The ability of Chinese entrepreneur Jack Ma (founder of e-commerce giant Alibaba) to make headlines around the world is no longer news. Just as the world extols his latest act of kindness – a USD20 million donation to the University of Newcastle as a tribute to his Australian “father” and mentor – it brought to mind a story even closer to home, a story I have been meaning to share.
Almost a month ago today, as Sydney woke up to a toasty mid-summer morning brimming with hopes of a new year, I woke up to the chill of my own consciousness. A man known locally as Sydney’s Shoeshine Brian has died in his sleep. In the grand of scheme of things, the event itself was uneventful (albeit tragic). Sydney Morning Herald dedicated its front page, but its ripple effect was confined to those who remembered him, as the article was soon buried by other worldly news of the day. News of his passing nonetheless sent shockwaves through me, for reasons or sentiments which were not immediately obvious, even to myself that day.

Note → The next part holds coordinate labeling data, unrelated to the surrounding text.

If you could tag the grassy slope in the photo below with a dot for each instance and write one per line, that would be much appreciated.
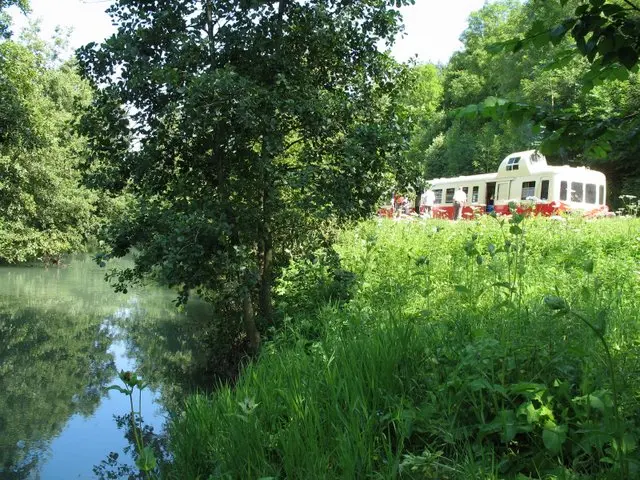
(445, 363)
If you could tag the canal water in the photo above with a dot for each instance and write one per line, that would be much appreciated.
(64, 335)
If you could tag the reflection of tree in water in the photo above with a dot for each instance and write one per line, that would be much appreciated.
(53, 364)
(182, 352)
(112, 468)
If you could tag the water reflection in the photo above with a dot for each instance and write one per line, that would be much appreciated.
(62, 334)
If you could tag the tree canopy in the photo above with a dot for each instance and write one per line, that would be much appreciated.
(45, 209)
(250, 124)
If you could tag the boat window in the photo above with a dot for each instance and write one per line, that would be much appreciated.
(544, 190)
(513, 163)
(590, 193)
(449, 195)
(528, 190)
(577, 192)
(563, 190)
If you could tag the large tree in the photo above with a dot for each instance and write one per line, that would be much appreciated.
(44, 210)
(252, 123)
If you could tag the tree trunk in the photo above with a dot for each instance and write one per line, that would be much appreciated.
(249, 321)
(266, 278)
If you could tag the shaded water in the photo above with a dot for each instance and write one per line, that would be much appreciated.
(63, 335)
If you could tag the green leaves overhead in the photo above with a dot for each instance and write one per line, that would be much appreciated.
(251, 125)
(44, 209)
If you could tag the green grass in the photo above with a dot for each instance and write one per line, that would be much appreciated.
(445, 362)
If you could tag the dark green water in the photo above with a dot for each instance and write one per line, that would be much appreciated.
(63, 335)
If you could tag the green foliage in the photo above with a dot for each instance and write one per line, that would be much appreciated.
(5, 20)
(45, 210)
(449, 360)
(524, 80)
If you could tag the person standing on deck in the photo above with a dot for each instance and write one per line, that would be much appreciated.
(459, 199)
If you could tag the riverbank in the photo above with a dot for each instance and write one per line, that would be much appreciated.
(480, 349)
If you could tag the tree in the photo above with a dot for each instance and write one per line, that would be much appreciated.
(606, 34)
(44, 210)
(5, 21)
(252, 123)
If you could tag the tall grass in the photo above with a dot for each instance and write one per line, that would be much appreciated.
(445, 362)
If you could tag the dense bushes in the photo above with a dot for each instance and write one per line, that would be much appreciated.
(468, 350)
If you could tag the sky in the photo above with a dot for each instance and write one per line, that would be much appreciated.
(432, 27)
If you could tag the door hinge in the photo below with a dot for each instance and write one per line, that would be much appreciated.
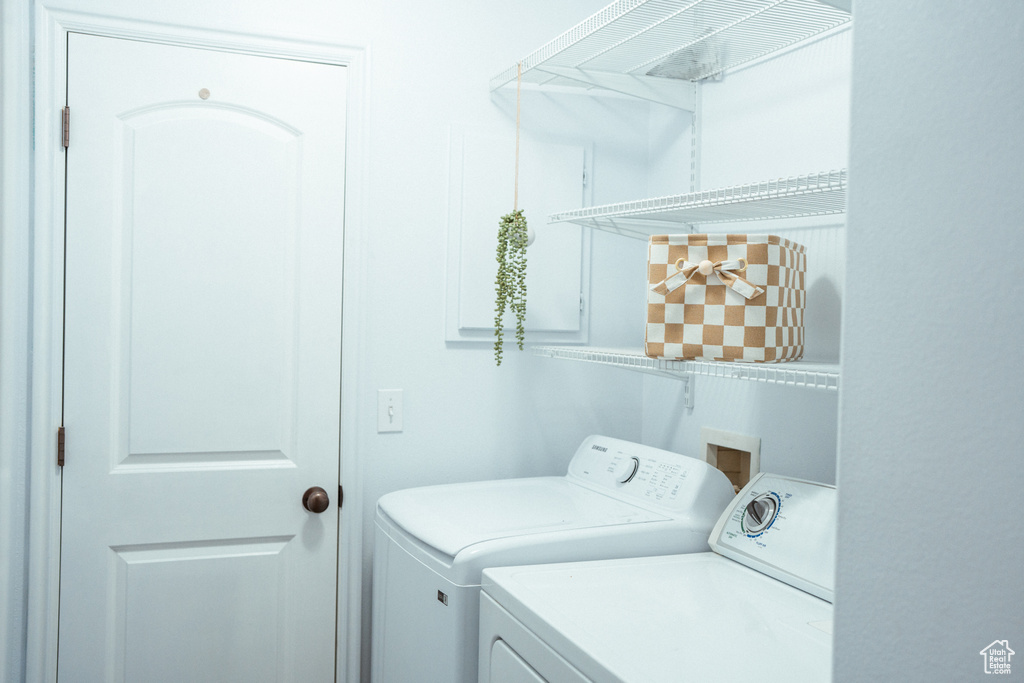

Sydney’s Pitt Street Mall is the retail heart of the city, a bustling strip of materialistic excess rivalling the likes of New York’s Fifth Avenue, Hong Kong’s Causeway Bay or Paris’ Avenue des Champs Elysees. Its prominence is a nod to the rise of the middle class and the rise of Sydney as a tourist mecca. Its prominence enshrouds the city in a surreal halo, a halo in which a solitary homeless man – by the name of Brian Rudd – would carve out a niche for himself as the perennial Shoeshine Brian. Come rain, hail or shine he had occupied the pavement, derelict in his attire, but never derelict in spirit. I had walked past him almost daily, my business attire and heels making an inept contrast to his unassuming life on the streets (funny that it was I who often felt out of place). As a firm believer that non-intrusive voyeurism always makes for a great pastime, I’d observed him in my peripheral vision, bent over as a human “Z”, an emblem of human frailty and fortitude.
In all our “encounters” over the years, I never once stopped to make conversation, or offered him a chance to showcase his skills.
It was only his passing that prompted me to frantically Google his plight. Separated from his parents as an infant and put into care, the system failed him again at seven when they separated him from his brothers (he would never see them again). He deemed begging to be beneath him, and took a shine instead to shining the shoes of passersby. In due course, I would learn of his admirable wit, too, and the street-smarts he’d honed thanks to the harsh reality of the school of life.
At first blush, it would seem a stretch to draw any parallels between Jack Ma and this nondescript, homeless man. But it was Jack Ma and his tale of a compassionate Australian family that made me confront my own feelings on that January morning.
It was that of shame!
I consider myself a compassionate human being; I feel the pain of others even when I’m numb to my own. In all these years, however, it had never occurred to me that Compassion was a switch which I had been turning on and off at inexplicable intervals. It seems even terribly contrived, that I am penning this post during one of my volunteering shifts at a Sydney homeless shelter. As a volunteer, I donned my hat of Compassion with pride, forever eager to please and eager to be of service. Why then, do we seek out the comforts of cold passivity when the hour has passed?
Alas, have we turned into a society of closet altruists? Is it plausible that we have a secret reservoir of Compassion which has no outlet in a society that flaunts self-interest and “winning” as veritable virtues? Under such societal pressures, we have become so engrossed in the fear of rejection – of not having our feelings reciprocated – that we consciously hide behind our cool, calm and collected exteriors and sit on the fence. Why else would we demand that an act of kindness be bestowed upon us first before we serve it back?
Regrettably, my realisations have come too late to be of any help to Shoeshine Brian. Though Compassion is never too late. Let us be kinder to each other. Let us extend an act of kindness, be it random or targeted, be it USD20 million or USD20. If we are not compassionate by nature, I genuinely hope we can be compassionate by nurture.
After all, there’s no place for Regret in Heaven; let’s start by eradicating Regret on Earth.